White matter damage and the effect of matrix metalloproteinases in type 2 diabetic mice after stroke

Abstract

Background and purpose: Diabetes mellitus leads to a higher risk of ischemic stroke and worse outcome compared to the general population. However, there have been few studies on white matter (WM) damage after stroke in diabetes mellitus. We therefore investigated WM damage after stroke in mice with diabetes mellitus.

Methods: BKS.Cg-m(+/+)Lepr(db)/J (db/db) type 2 diabetes mellitus mice and db(+) non-diabetes mellitus mice were subjected to middle cerebral artery occlusion. Functional outcome, immunostaining, zymography, Western blot, and polymerase chain reaction were used.

Results: After stroke, mice with diabetes mellitus exhibited significantly increased lesion volume and brain hemorrhagic and neurological deficits compared to mice without diabetes mellitus. Bielshowsky silver, luxol fast blue, amyloid precursor protein, and NG2 expression were significantly decreased, indicating WM damage, and matrix metalloproteinase (MMP)-9 activity was significantly increased in the ischemic brain of mice with diabetes mellitus. Subanalysis of similar lesions in mice with and without diabetes mellitus demonstrated mice with diabetes mellitus had significantly increased WM damage than in mice without diabetes mellitus (P<0.05). To investigate the mechanism underlying diabetes mellitus-induced WM damage, oxygen-glucose deprivation-stressed premature oligodendrocyte and primary cortical neuron cultures were used. High glucose increased MMP-2, MMP-9, cleaved caspase-3 levels, and apoptosis, as well as decreased cell survival and dendrite outgrowth in cultured primary cortical neuron.
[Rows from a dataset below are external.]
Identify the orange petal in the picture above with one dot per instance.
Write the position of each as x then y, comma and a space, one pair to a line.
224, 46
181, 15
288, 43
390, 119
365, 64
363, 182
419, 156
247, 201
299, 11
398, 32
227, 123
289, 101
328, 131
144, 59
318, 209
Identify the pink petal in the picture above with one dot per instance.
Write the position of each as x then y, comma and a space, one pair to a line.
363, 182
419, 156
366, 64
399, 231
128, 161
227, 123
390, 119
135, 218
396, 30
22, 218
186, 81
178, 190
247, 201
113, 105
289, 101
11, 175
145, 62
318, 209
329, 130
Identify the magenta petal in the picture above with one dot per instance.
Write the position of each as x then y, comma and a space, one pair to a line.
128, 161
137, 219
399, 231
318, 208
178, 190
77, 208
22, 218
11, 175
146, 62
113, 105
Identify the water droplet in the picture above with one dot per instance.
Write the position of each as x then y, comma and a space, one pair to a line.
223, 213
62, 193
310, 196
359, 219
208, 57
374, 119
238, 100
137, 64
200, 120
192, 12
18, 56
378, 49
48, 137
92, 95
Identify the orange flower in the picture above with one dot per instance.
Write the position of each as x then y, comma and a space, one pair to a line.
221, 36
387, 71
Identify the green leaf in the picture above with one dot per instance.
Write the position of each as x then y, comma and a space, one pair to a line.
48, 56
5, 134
High glucose increased MMP-9, cleaved caspase-3 level, and apoptosis, and decreased cell proliferation and cell survival in cultured oligodendrocytes. Inhibition of MMP by GM6001 treatment significantly decreased high glucose-induced cell death and apoptosis in cultured primary cortical neuron and oligodendrocytes but did not alter dendrite outgrowth in primary cortical neuron.
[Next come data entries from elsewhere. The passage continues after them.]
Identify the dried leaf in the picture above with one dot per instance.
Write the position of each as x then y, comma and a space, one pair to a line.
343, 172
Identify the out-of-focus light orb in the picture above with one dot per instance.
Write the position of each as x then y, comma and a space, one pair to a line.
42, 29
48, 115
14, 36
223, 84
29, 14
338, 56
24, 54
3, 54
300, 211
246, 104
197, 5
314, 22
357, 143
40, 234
Conclusions: Mice with diabetes mellitus have increased brain hemorrhage and show more severely injured WM than mice without diabetes mellitus after stroke. MMP-9 upregulated in mice with diabetes mellitus may exacerbate WM damage after stroke in mice with diabetes mellitus.

Figure 1

Neurological outcome and Lesion volume after stroke. A, Hematoxylin and eosin staining in mice with and without diabetes mellitus (DM). B, Lesion volume and brain hemorrhage measurements. C, Modified neurological severity score and foot-fault tests after stroke in mice with and without DM (n=11 per group).

Figure 2

Diabetes mellitus (DM) increased white matter (WM) and axon damage in the ischemic brain compared to mice without DM. Immunostaining of luxol fast blue (dark blue; A), NG2 (brown; B), Bielschowsky silver (black; C), and amyloid precursor protein (brown; D) and quantification data in the ischemic boundary zone in control mice with and without DM (n=11 per group). Scale bar in A–D=100 μm.

Figure 3

Subanalysis in similar lesion animals. Quantification data in the ischemic boundary zone for luxol fast blue (A), NG2 (B), and Bielschowsky sliver (C) staining in similar lesion of mice with and without diabetes mellitus (n=5 per group).

Figure 4

Diabetes mellitus (DM) increased matrix metalloproteinas expression and activity in the ischemic brain compared to mice without DM after stroke. Real-time polymerase chain reaction (A), Western blot (B), and zymography (C) assays in the ischemic brain in groups with and without DM (n=4 per group).

Figure 5

High glucose (HG) increased cell death and matrix metalloproteinase (MMP) expression in cultured primary cultured neurons (PCN) and oligodendrocytes. Inhibition of MMP attenuated HG-induced cell death in cultured PCN and oligodendrocytes. A and C, Lactate dehydrogenase assay and real-time polymerase chain reaction in cultured PCN (A) and oligodendrocyte (C; n=6 pe group). B, Western blot and quantitative data in PCN and oligodendrocyte (n=4 per group). C, MTS assay in cultured oligodendrocyte (n=6 per group).

Figure 6

Terminal deoxynucleotidyl transferase-mediated dUTP nick-end labeling (TUNEL) staining in cultured primary cultured neurons (PCN) and oligodendrocyte. High gluscose (HG) decreased neurite outgrowth in cultured PCN. Inhibition of matrix metalloproteinase did not attenuate HG-induced neurite outgrowth damage. TUNEL staining and quantitative data in PCN (A) and oligodendrocyte (B). C, TUJ1 immunostaining and neurite outgrowth quantitative data in cultured PCN (red, TUJ1; blue, DAPI; n=6 per group).